I've been playing with the Libro.fm site this afternoon, and I'm impressed. I can't tell you how the revenue is divided between Libro.fm and its partners, but I did find audiobooks from PRH, Hachette, and HarperCollins and other publishers on the site.
The FAQ says that the ebooks are sold DRM-free, and based on the download instructions I'd say that is true.
Most are priced considerably higher than the list price at Audible, but they are DRM-free. And more importantly, all of the audiobooks sold through Libro.fm can be played in the one Libro.fm, or in the app of your choice.
And that's good, because it solves one of the perennial headaches related to selling digital content: technical issues.
Let me explain that point by counter-example.
One of my chief objections to Hummingbird, the white-label ebook retail platform everyone is excited about right now, is that the Hummingbird sells DRM-ed ebooks, gives each of its partner booksellers their own app, and doesn't offer a tech support solution (and to add insult to injury, it pays booksellers little more than an affiliate commission).

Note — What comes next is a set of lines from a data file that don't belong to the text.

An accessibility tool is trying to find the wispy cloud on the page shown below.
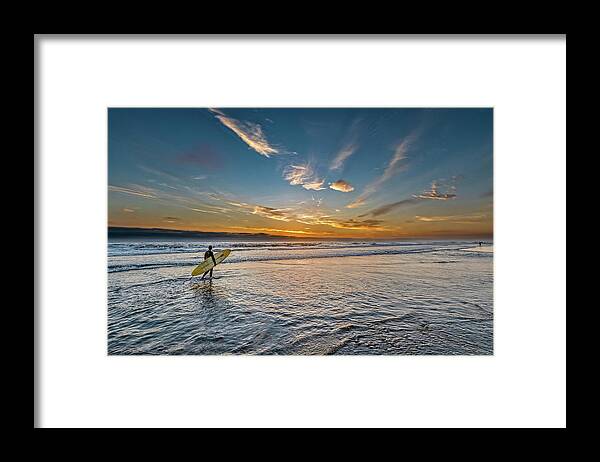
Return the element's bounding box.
[329,117,362,170]
[231,199,386,233]
[413,177,456,201]
[283,164,325,191]
[209,109,279,157]
[252,205,292,221]
[175,144,223,170]
[346,130,420,209]
[108,184,156,198]
[329,180,354,192]
[329,142,358,170]
[415,214,486,225]
[359,199,418,217]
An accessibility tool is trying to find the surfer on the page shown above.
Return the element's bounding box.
[200,245,217,280]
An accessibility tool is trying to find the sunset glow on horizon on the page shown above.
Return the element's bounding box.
[108,108,493,239]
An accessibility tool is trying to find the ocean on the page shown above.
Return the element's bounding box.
[107,239,493,355]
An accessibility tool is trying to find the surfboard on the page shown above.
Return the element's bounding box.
[192,249,231,276]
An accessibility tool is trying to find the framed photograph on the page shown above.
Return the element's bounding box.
[107,108,493,355]
[34,35,566,428]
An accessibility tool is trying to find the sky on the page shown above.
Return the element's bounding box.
[108,108,493,239]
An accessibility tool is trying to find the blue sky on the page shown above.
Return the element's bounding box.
[108,108,493,238]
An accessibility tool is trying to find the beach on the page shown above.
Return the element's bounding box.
[107,240,493,355]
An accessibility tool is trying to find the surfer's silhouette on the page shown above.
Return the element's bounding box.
[200,245,217,280]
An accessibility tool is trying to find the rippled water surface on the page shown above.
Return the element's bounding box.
[108,241,493,355]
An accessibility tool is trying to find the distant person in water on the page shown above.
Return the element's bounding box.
[200,245,217,280]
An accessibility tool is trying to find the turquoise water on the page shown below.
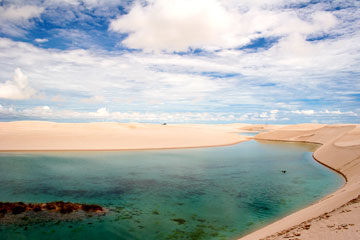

These details will combine to cause problems as more consumers buy ebooks, and the frustration with technical problems will drive the readers back to the major platforms.
Hummingbird has set itself up to fail. Libro.fm, on the other hand, has designed its platform to avoid several major stumbling blocks. The latter is a viable platform, while the former is doomed (unless it makes major changes).
If you haven't looked at Libro.fm, you should. It has details and features which are worth emulating. (It's also worth signing up as an affiliate, if that is possible.)